From Knock to Dalymount Park, there's a light that will never go out
I've been thinking a lot about the Diet of Worms this week. Well, since I heard the latest news from Knock.
It's not that I'm embracing weight loss or fretting about chip-van hygiene or hang sangwidges. The Diet of Worms, in case you've forgotten, was an assembly in 1521 that declared Martin Luther a heretic. This was after the Augustinian monk had been warned by the Pope that he'd be excommunicated if he kept protesting about the sale of indulgences.
I'm not looking for a theological row here. Just wondering how things might pan out if Marty McFly were to transport the monk across five centuries to Mayo in his souped-up DeLorean, saying: "Where we're going, we don't need roads."
From humble rural beginnings a century ago, Knock has developed into a bustling international transport hub with an airport, a local museum and a basilica that can hold ten thousand visitors. As a venerable place of pilgrimage just off the N17, Knock has moved with the times.
The latest initiative shows that someone on the campus is tech-savvy.
"For those who are unable to come to Knock in person, we invite you to light a virtual prayer candle online," explains the shrine's website.
If this really was Back to the Future, Marty McFly would have to explain to Luther about Visa and MasterCard and how a suggested €2.50 will "light your candle" at the click of a mouse. "A church mouse?" he might ask.
The last time I gave much thought to Knock was when I came across something about Pope Paul II visiting in 1979. That was the time the crowd at Ballybrit Racecourse was entertained by some jolly japery from Fr Michael Cleary and Bishop Eamonn Casey.
Ultimately, the indiscretions and hypocrisy of those two chaps severely undermined the power and influence of the Catholic Church in Ireland.

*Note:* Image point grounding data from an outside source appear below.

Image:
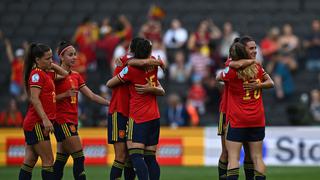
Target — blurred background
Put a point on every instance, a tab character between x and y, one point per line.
192	37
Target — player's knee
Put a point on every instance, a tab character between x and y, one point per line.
121	156
31	160
224	155
47	160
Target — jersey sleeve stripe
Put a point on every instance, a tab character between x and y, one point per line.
120	79
36	86
82	85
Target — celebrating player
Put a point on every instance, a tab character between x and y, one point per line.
143	125
245	111
38	79
66	126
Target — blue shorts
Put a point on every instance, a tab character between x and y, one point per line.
245	134
222	124
62	131
117	127
36	135
146	133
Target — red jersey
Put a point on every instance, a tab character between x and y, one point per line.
245	108
224	96
67	108
120	94
143	107
17	71
43	80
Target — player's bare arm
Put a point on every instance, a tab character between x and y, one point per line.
265	84
94	97
113	82
242	63
147	88
68	93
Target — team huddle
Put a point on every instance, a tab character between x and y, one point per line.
242	119
133	117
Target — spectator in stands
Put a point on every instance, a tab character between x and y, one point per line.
158	50
80	65
176	113
284	85
175	37
315	104
124	30
288	41
197	95
11	117
269	47
312	46
227	38
105	27
17	61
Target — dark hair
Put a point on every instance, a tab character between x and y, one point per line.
62	46
245	39
143	49
238	51
34	51
134	42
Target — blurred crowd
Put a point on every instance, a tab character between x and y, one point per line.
192	59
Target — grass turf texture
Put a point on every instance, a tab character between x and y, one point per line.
178	173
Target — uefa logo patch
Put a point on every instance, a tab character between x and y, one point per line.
35	78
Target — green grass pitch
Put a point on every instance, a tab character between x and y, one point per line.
178	173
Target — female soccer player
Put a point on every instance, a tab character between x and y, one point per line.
66	126
119	112
143	125
38	80
245	113
222	125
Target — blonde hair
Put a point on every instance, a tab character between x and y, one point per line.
248	73
237	52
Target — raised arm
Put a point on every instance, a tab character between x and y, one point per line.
35	100
242	63
94	97
147	88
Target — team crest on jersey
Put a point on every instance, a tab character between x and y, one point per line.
35	78
124	71
225	71
122	133
73	128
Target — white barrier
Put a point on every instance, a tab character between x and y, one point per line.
283	146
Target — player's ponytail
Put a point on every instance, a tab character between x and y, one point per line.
34	51
143	50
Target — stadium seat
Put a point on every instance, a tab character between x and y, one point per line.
56	19
63	6
19	7
10	19
26	32
86	7
32	19
40	6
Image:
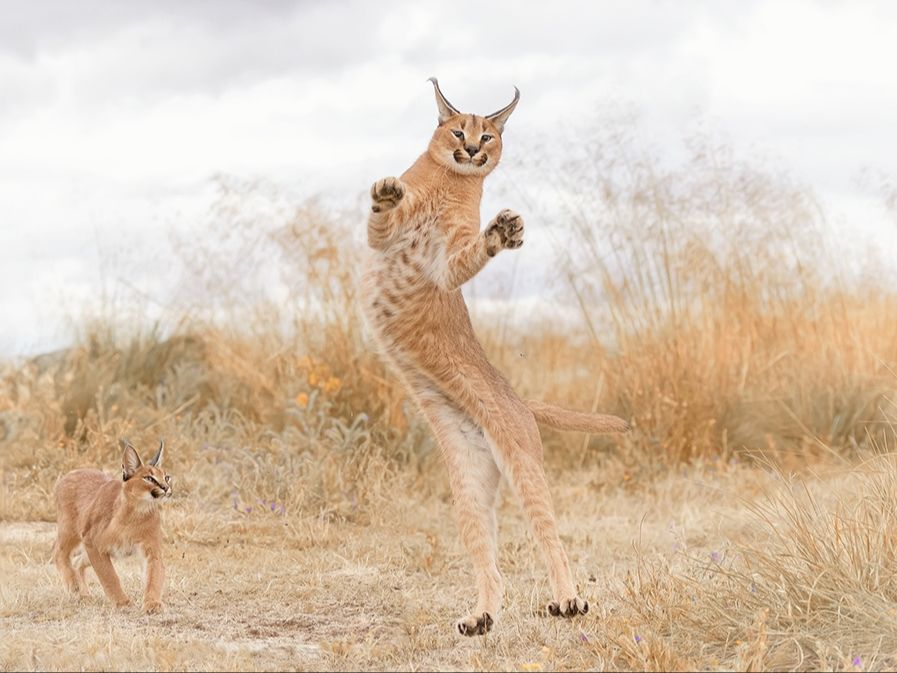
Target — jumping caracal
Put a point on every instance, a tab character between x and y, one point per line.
102	517
424	231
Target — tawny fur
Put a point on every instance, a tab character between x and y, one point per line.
424	232
100	517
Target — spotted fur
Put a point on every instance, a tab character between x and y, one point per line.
425	239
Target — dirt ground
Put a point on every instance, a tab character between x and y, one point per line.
265	591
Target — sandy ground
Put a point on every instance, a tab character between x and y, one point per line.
264	591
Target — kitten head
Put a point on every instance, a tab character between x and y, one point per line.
466	143
144	481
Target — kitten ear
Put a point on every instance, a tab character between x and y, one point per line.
155	460
130	460
499	118
446	109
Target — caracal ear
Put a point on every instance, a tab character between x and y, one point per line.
157	459
446	109
130	460
499	118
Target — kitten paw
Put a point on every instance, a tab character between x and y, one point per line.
475	625
152	607
569	607
505	231
386	194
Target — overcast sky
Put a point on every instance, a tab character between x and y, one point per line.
114	116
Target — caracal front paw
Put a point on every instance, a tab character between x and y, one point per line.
569	607
475	625
386	194
505	231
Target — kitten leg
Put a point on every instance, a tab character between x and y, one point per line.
155	577
66	542
102	566
474	479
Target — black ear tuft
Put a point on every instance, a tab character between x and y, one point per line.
158	457
130	460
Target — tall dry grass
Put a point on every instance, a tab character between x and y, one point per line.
710	310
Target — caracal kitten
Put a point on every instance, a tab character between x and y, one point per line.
424	232
102	516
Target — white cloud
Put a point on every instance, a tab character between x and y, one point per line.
116	115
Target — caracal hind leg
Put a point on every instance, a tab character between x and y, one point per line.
513	435
81	564
474	479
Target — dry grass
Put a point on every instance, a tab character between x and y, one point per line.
747	523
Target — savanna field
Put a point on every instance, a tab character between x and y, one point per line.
748	521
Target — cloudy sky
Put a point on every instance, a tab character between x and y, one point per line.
115	116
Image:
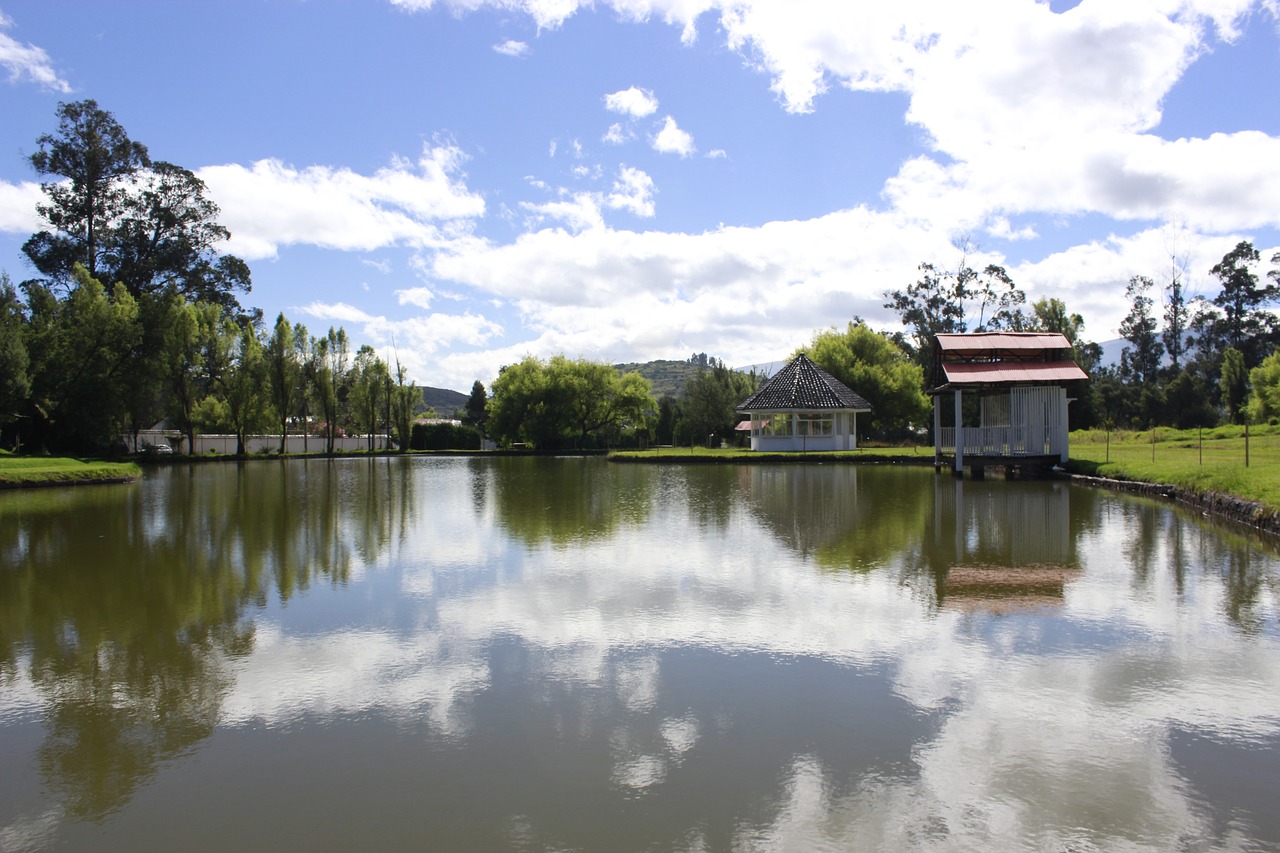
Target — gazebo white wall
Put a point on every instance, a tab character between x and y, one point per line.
1029	420
767	437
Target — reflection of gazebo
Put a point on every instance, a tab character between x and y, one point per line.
803	407
1020	382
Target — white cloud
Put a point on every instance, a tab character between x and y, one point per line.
634	103
512	48
417	296
415	341
273	204
27	62
632	191
617	135
672	140
18	208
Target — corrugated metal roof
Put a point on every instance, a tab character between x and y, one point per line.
803	386
1011	372
984	341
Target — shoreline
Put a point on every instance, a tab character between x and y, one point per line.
1217	505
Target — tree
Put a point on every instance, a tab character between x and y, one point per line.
187	346
14	381
876	368
78	352
402	406
96	158
327	372
1244	324
598	400
284	373
369	381
1265	395
475	410
946	301
1234	383
243	386
1176	314
127	219
1187	401
565	401
1139	360
708	409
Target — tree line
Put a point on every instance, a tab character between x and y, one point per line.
135	316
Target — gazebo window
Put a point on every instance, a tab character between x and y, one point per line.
816	424
777	424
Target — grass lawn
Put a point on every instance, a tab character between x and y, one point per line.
1210	460
743	455
51	470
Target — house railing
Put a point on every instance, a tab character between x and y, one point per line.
1000	441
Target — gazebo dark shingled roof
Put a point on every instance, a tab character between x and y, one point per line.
803	384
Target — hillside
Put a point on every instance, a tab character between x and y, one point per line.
667	377
443	401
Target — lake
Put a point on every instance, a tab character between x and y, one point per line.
575	655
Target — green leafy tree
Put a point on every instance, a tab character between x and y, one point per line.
476	411
405	396
302	357
1187	401
1139	360
145	393
284	374
245	384
1238	316
14	381
877	369
369	388
565	402
92	160
78	352
944	301
1234	383
190	345
708	409
127	219
1265	395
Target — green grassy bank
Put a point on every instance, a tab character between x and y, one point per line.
1198	461
867	455
18	471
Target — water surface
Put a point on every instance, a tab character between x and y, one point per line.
565	653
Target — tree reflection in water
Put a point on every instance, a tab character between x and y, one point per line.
124	605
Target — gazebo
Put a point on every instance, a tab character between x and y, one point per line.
1020	381
803	407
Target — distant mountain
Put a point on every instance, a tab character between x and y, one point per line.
670	377
667	377
444	401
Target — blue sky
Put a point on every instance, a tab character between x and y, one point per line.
471	181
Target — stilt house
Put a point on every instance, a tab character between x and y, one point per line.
1020	382
803	407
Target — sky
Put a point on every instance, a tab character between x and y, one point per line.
461	183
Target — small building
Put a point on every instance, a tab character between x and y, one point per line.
803	407
1020	382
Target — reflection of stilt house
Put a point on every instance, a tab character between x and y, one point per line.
1020	382
1010	546
803	407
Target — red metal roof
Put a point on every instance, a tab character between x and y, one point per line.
984	341
1011	372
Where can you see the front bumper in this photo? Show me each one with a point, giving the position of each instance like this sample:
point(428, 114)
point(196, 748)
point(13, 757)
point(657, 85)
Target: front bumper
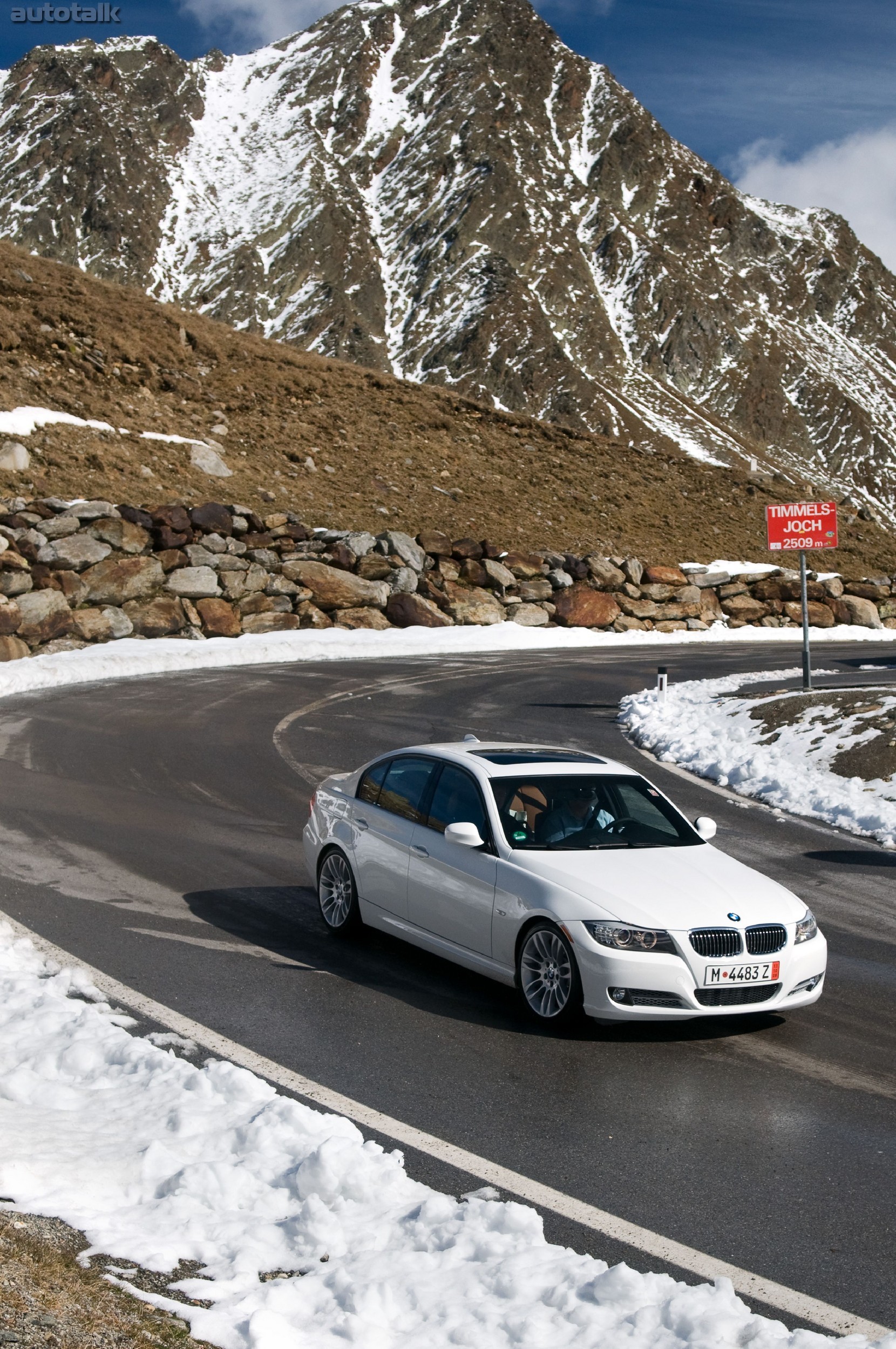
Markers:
point(678, 980)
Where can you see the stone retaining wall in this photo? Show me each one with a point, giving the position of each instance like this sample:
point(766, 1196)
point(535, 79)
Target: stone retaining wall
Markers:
point(72, 575)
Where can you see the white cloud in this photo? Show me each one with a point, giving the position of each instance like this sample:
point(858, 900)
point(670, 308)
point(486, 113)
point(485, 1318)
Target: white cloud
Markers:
point(252, 23)
point(856, 177)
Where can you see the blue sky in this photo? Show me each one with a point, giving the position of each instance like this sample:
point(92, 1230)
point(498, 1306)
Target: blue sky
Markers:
point(792, 98)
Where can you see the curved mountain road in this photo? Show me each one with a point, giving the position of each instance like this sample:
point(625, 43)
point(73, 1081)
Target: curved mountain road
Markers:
point(152, 828)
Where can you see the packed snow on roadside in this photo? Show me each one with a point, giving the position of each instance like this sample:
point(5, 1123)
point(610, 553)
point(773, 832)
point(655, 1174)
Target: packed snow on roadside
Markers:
point(703, 729)
point(133, 657)
point(157, 1159)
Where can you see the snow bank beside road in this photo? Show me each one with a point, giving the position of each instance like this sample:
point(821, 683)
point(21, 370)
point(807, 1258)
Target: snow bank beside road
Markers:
point(158, 1161)
point(703, 729)
point(131, 657)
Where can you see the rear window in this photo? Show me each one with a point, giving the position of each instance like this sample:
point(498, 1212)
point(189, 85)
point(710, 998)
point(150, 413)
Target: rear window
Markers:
point(405, 785)
point(371, 783)
point(582, 814)
point(457, 801)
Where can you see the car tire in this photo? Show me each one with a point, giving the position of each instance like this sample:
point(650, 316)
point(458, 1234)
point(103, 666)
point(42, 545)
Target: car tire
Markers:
point(548, 976)
point(338, 895)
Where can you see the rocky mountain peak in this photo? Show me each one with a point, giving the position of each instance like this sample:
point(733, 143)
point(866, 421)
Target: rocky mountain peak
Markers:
point(449, 193)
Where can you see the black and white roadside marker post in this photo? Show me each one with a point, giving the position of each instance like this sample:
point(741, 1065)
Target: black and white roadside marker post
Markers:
point(802, 525)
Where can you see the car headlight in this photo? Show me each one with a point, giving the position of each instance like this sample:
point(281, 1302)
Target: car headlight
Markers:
point(806, 928)
point(624, 938)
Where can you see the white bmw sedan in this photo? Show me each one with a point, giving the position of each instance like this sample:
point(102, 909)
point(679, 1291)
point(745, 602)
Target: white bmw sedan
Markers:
point(563, 875)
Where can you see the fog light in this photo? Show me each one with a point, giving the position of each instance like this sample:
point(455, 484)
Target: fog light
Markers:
point(620, 996)
point(807, 985)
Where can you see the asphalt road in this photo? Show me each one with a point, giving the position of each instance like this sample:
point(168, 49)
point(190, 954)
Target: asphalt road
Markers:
point(153, 829)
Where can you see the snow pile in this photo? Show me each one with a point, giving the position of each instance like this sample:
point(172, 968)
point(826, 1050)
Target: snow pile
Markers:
point(133, 657)
point(158, 1161)
point(23, 421)
point(709, 733)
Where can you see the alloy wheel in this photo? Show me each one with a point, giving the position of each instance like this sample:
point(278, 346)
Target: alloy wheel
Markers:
point(546, 973)
point(336, 891)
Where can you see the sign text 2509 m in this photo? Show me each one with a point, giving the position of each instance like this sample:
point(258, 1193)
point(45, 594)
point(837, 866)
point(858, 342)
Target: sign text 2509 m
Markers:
point(802, 525)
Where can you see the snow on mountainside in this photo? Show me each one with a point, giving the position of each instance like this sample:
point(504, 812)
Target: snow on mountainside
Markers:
point(444, 191)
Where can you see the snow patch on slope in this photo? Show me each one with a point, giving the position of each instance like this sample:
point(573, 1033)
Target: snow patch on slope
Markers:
point(702, 728)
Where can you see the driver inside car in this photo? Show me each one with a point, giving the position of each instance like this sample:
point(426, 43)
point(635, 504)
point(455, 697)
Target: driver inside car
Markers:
point(576, 810)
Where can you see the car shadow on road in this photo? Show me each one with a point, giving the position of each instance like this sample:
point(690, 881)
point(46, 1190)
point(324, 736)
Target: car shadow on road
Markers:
point(854, 857)
point(285, 920)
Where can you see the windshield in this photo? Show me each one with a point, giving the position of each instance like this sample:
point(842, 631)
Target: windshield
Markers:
point(587, 812)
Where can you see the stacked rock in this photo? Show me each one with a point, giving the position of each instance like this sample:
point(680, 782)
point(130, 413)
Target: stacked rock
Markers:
point(74, 574)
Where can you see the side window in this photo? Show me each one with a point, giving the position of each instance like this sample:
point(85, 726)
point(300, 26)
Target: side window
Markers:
point(457, 801)
point(404, 788)
point(371, 783)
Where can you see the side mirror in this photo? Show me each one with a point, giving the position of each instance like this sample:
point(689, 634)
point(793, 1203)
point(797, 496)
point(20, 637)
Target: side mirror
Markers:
point(465, 834)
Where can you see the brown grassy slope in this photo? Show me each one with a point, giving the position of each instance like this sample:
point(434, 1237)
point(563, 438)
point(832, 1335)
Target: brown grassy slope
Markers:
point(47, 1299)
point(412, 455)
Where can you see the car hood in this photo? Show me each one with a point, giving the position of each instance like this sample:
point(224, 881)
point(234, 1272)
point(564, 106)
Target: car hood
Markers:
point(668, 888)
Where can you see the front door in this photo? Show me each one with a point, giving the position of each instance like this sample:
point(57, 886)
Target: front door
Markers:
point(451, 888)
point(385, 814)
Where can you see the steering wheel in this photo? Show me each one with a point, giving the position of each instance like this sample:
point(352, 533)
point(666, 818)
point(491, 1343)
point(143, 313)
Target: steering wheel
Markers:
point(616, 826)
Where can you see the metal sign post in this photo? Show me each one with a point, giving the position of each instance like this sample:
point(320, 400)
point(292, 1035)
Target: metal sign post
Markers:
point(799, 526)
point(807, 659)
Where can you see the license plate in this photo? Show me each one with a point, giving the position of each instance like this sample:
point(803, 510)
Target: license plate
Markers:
point(764, 973)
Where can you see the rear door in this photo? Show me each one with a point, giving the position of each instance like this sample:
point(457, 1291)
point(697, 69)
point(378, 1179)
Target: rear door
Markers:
point(385, 814)
point(451, 890)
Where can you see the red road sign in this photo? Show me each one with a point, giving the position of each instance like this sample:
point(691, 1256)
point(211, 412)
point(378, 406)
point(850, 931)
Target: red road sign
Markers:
point(802, 525)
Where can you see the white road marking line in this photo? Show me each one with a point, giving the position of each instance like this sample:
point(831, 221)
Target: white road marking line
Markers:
point(619, 1229)
point(238, 947)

Today you might think €2.50 is a small price to pay if someone's troubled spirit is lifted, even briefly, by navigating the menu, sharing their billing address and completing their online transaction.
As Morrissey once said: "There is a light that never goes out."
Another important site, sacred to many, has also been in the news this week. This one was formerly known as "Pisser" Dignam's Field.
The good news is that the shrine, now better known as Dalymount Park, will remain under grass and be spared having some urban brutalist architecture erected on its turf.
This is an excellent result for the board, volunteers and supporters of Bohemian FC and also for those with an interest in football in Ireland.
Even for, I suspect, members of Shamrock Rovers, who were afforded temporary lodging there during their years of wandering, the gates of Glenmalure Park having been locked against them.
Gone the way of many Irish institutions, such as the Theatre Royal, the PDs and the Man on the Bridge, the Dalymount Roar is today simply folklore. But when the Ireland team played there, that Roar was a twelfth man.
In agreeing to stump up the €3.4m debt owed to Zurich bank, Dublin City Council has done a sterling service for the wider community and thrown a lifeline to the struggling SSE Airtricity League, which, though strong on enthusiasm, has shown itself lacking in business nous.
From Pele to Bob Marley, all the greats have played at 'Dalyer'.
But sadly, unlike the exploits of Jackie Jameson, Jason Byrne and Johnny Logan, a certain historic display on the famous ground was never officially recorded.
It was, as historian Diarmaid Ferriter might say, back in the day, during a charity cricket match, when batsman E.J.M. Carr gave a stirring display. Appearing to shove the bat in front of his face for protection, he scored runs willy-nilly as the ball raced across the perfectly manicured outfield.
Whatever about woolly memories, it seems we'll always have Dalymount.